We use a place called Penn Panel. They make whatever you want. BUT like I said it isn't cheap. Any motor shop can rewire a motor to 2 phase if you needed that.
The regular supply house can get disconnects. One of the disconnects that had been added on not more than 5 years ago was a 4 pole 200 amp. 
It looked like the took a 400 amp box and mounted two 200 amp two pole fusable disconnect guts inside, then tied them together. Getting the door latch and the on/off looked a little involved but beyond that there wasn't much to it. 
One of the knife blade panels that was in a recessed box in a stairwell had to be replaced with breakers. The box was only maybe 4" deep, so a rep. from Penn Panel came out and took some measurements and made us a set of panel guts to fit. Then they had to make what is basically an extension ring for the box with a door mounted on it. Their work is so nice. That door worked better than the new regular doors that you get with every other panel. You know how you have to slam them or pull on the lever as you close it. This thing closed like a car door.
This is the panel. I hung it in my basement. 









Most of the time the sub panels fed from a 2 phase services are just single phase, unless it needs to feed a motor.

This is what I saw when I got to that job.

















Look at the black disc on the left. It's a 3 pole. They soldered a copper bar on the center fuse holder and ran the neutral through it.










There was a clogged drain pipe from a roof drain. That's what caused the leak that must have been dripping on this trough for ???? Who knows, maybe decades. 

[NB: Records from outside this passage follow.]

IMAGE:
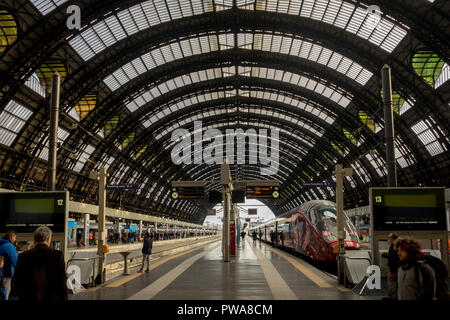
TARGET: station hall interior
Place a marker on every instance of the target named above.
(269, 148)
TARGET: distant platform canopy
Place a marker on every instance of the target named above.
(138, 70)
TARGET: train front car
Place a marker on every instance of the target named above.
(315, 234)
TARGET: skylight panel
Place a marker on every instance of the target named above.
(175, 10)
(377, 162)
(12, 120)
(62, 136)
(107, 36)
(307, 8)
(82, 48)
(34, 84)
(429, 137)
(47, 6)
(139, 17)
(92, 38)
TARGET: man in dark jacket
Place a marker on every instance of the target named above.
(272, 238)
(393, 264)
(146, 251)
(40, 272)
(8, 251)
(415, 281)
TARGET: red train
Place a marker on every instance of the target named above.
(311, 230)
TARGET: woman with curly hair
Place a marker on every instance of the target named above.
(415, 281)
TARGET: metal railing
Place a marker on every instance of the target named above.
(92, 278)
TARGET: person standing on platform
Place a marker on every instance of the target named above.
(272, 238)
(9, 254)
(41, 272)
(2, 287)
(393, 264)
(79, 238)
(146, 252)
(415, 281)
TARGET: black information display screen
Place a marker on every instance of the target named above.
(24, 212)
(421, 209)
(262, 192)
(188, 193)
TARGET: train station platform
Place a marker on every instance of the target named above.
(258, 272)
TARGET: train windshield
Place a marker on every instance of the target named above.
(325, 220)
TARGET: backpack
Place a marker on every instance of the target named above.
(440, 273)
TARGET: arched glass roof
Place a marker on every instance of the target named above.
(259, 41)
(379, 31)
(140, 69)
(322, 87)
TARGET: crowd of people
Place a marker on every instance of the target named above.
(127, 236)
(414, 275)
(40, 273)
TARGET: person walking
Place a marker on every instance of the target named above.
(146, 251)
(272, 238)
(415, 281)
(9, 254)
(40, 272)
(393, 264)
(2, 287)
(79, 238)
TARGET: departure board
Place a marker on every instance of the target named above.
(263, 192)
(404, 209)
(188, 193)
(24, 212)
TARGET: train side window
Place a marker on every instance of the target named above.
(312, 216)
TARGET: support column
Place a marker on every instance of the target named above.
(389, 134)
(87, 216)
(101, 220)
(53, 132)
(340, 221)
(226, 225)
(340, 172)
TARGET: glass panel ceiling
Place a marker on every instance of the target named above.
(47, 6)
(318, 132)
(336, 95)
(116, 27)
(348, 16)
(189, 101)
(266, 42)
(252, 124)
(127, 22)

It was still leaking whenever it rained. I kept telling them they had to figure it out or the new service wasn't getting built. I bet that took 3 months. It wasn't till the job was getting pretty far along and I hadn't done anything with the old service and they tried to get on me about why I hadn't done anything yet. I told them again I'm not doing any work till the leak was fixed. It wasn't till I told them the inspector wouldn't pass it even if I built it, did they finally figure out why it was leaking. UNBELIEVABLE.
This was the biggest sh_t hole I ever worked in.
I can't find any pictures of what I did. The print said to just remove it all. There was still 2 tenants in the building, a bank and a credit union. I turned off the disc. with the copper bar in it, and the credit union went down. 
Long story short on that. I spent the next week figuring out what it all did. (charged them for it) It did all come out in the end. It cleaned up ok.
The CT cabinet and the 4 pole 400 amp disconnect stayed. We fed a 12X12 trough with the 400 a disc. out of that each set of wires fed a single phase 400 amp panel. 
I managed to keep the load pretty well balanced. If I find the finished pictures I'll post them.


----------



## bigredc222 (Oct 23, 2007)

I could only post 5 pictures at a time. here's more of the old panel.

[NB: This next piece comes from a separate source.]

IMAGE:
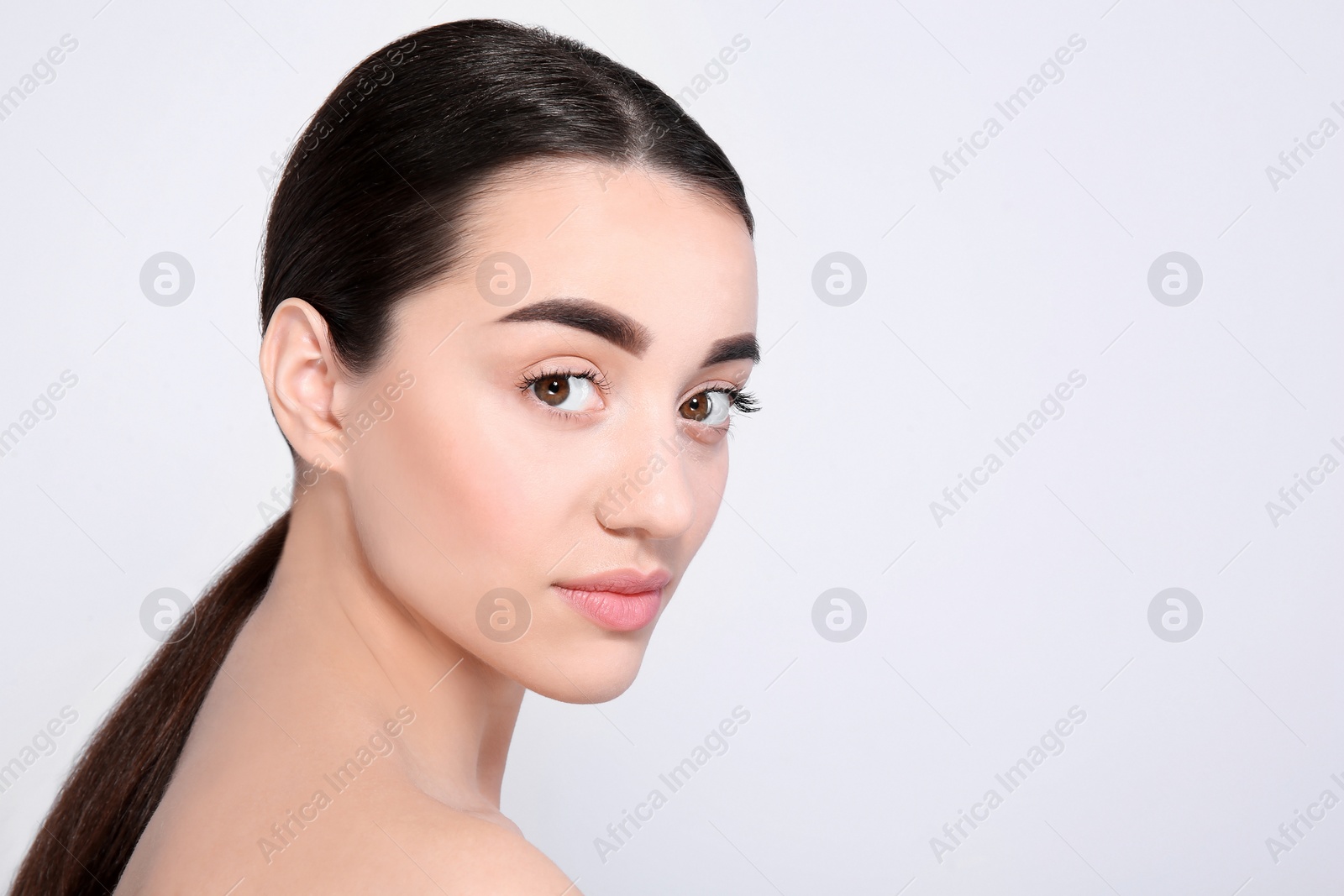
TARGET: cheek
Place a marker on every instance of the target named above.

Each knife had the hot and the neutral. A phase one side of the panel B phase on the other. Just a single phase panel.









Most of the time the sub panels fed from a 2 phase services are just single phase, unless it needs to feed a motor.

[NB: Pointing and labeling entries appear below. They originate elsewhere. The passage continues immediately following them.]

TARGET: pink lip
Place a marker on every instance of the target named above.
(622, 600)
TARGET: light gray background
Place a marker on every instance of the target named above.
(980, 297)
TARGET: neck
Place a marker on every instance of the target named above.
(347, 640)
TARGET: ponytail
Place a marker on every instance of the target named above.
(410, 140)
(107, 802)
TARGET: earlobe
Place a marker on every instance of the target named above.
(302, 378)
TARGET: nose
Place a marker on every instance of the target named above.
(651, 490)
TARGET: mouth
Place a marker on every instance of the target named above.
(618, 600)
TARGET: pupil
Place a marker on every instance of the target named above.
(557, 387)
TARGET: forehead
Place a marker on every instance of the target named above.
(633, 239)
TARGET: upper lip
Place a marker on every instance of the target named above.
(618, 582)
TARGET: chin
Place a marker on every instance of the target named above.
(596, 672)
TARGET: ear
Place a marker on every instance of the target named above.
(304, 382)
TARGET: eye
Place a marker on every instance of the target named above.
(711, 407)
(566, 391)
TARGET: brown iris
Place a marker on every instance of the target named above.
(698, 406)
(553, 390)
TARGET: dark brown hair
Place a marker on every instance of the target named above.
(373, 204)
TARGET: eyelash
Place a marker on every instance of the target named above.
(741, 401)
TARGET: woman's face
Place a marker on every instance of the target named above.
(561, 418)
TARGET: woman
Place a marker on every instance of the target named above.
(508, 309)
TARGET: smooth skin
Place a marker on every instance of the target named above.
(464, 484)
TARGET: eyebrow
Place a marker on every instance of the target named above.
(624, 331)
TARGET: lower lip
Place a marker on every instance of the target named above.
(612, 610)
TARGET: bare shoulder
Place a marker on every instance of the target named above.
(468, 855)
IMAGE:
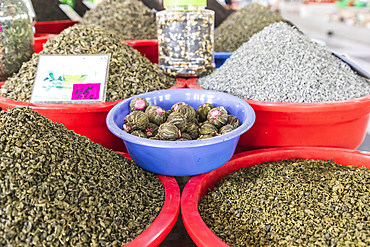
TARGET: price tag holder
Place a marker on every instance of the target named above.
(71, 79)
(71, 13)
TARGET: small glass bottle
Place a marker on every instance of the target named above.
(16, 37)
(185, 38)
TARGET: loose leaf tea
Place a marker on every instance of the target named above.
(181, 123)
(279, 64)
(240, 26)
(291, 203)
(185, 41)
(60, 189)
(130, 19)
(16, 37)
(129, 72)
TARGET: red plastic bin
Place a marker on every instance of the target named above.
(85, 119)
(198, 186)
(165, 220)
(53, 27)
(340, 124)
(147, 48)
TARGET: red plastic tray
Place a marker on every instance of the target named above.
(147, 48)
(166, 219)
(53, 27)
(340, 124)
(85, 119)
(198, 186)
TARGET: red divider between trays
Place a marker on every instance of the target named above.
(198, 186)
(85, 119)
(166, 219)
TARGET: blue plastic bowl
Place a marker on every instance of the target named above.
(221, 57)
(182, 158)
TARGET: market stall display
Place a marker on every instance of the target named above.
(16, 37)
(130, 19)
(128, 70)
(319, 200)
(48, 10)
(182, 158)
(61, 188)
(272, 68)
(279, 64)
(240, 26)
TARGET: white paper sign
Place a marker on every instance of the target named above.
(71, 79)
(71, 13)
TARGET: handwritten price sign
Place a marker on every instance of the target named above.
(89, 91)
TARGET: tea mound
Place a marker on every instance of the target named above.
(129, 72)
(16, 37)
(291, 203)
(130, 19)
(181, 123)
(240, 26)
(280, 64)
(60, 189)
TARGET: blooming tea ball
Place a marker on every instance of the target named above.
(137, 120)
(233, 121)
(156, 115)
(193, 130)
(187, 111)
(151, 130)
(139, 133)
(175, 106)
(225, 129)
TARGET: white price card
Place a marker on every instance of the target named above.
(71, 13)
(73, 79)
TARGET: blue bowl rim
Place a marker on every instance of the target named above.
(182, 144)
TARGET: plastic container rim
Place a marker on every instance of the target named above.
(190, 196)
(182, 144)
(70, 108)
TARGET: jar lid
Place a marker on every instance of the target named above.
(184, 2)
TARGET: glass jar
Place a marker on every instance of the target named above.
(185, 38)
(16, 37)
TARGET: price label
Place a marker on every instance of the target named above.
(86, 91)
(73, 79)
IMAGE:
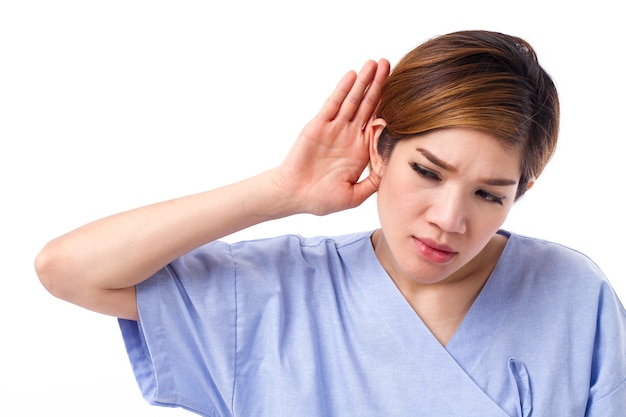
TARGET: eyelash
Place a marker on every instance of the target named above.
(430, 175)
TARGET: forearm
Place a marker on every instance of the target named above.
(124, 249)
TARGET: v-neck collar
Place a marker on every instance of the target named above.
(437, 366)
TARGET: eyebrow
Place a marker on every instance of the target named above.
(443, 164)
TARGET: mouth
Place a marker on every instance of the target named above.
(434, 251)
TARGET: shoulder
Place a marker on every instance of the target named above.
(551, 258)
(297, 244)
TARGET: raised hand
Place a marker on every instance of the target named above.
(320, 174)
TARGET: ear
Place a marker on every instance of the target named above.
(373, 132)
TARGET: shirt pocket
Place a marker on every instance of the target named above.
(521, 382)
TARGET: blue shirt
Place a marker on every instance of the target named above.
(294, 326)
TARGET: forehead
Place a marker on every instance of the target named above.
(464, 148)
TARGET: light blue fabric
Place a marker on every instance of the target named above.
(294, 326)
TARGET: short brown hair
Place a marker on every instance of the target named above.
(479, 79)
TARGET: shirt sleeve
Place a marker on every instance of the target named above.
(608, 385)
(182, 349)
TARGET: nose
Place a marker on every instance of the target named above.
(448, 212)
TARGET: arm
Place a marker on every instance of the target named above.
(98, 265)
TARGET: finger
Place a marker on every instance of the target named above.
(370, 100)
(333, 102)
(365, 188)
(352, 101)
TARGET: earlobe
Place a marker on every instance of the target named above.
(374, 130)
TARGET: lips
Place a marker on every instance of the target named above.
(434, 251)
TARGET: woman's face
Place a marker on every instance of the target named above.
(442, 197)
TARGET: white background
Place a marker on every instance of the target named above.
(107, 105)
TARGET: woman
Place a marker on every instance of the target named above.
(437, 313)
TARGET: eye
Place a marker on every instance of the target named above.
(490, 197)
(426, 173)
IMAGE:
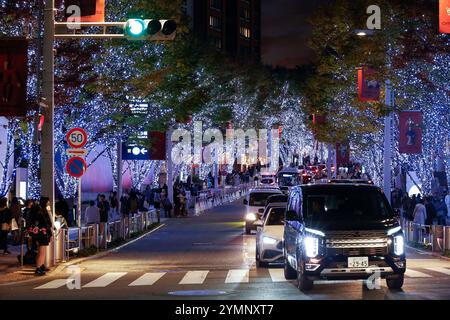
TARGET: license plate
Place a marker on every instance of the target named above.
(358, 262)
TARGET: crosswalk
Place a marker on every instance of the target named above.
(200, 277)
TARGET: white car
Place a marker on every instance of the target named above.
(269, 236)
(255, 202)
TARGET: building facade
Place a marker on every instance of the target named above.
(232, 26)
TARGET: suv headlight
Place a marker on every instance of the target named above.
(311, 246)
(399, 245)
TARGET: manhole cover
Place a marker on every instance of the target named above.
(197, 293)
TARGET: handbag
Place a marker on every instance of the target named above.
(14, 225)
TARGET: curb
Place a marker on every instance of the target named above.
(434, 254)
(62, 266)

I wonder how much granet they break. That's so many holes to drill without cracking the whole thing. This was built about 1910. It very possable could have been done by hand with a star drill. Imagine that!!


----------



## RePhase277 (Feb 5, 2008)

That's just badass. I love that old ancient stuff. We need more posts like that.


----------



## wildleg (Apr 12, 2009)

how much does that weigh ?


----------



## MDShunk (Jan 7, 2007)

about 5 pounds. Oh, wait a minute. That's a henweigh.


----------



## goose134 (Nov 12, 2007)

Great pictures. That panel looks great in your basement. Those slate backboards are tremendously heavy. Good for you taking the time to save it. The only old panel I've seen that was cooler (and only by a slight margin) had a marble back board and the circuit numbers were stamped on the bus.


----------



## bigredc222 (Oct 23, 2007)

It's pretty darn heavy. Just guessing about 125 to 150 lbs. Most of the weight is the granite not the copper. Marbel would be cool. The numbers are stamped in the buss on this one. I guess you saw that.
Chris


----------



## drsparky (Nov 13, 2008)

MDShunk said:


> about 5 pounds. Oh, wait a minute. That's a henweigh.


I think they average closer to 7 lbs.


----------



## jahaiap (Sep 3, 2009)

bigredc222 said:


> Here's a few lamp holders. The square one had a fuse adapter, and was being used as an in line fuse. The other one goes in a condolet. I don't know how that works code wise. I know your not supposed to make splices in condolets. Probably still not legal.


If it is marked with a cu. inch volume you can fill accordingly.


----------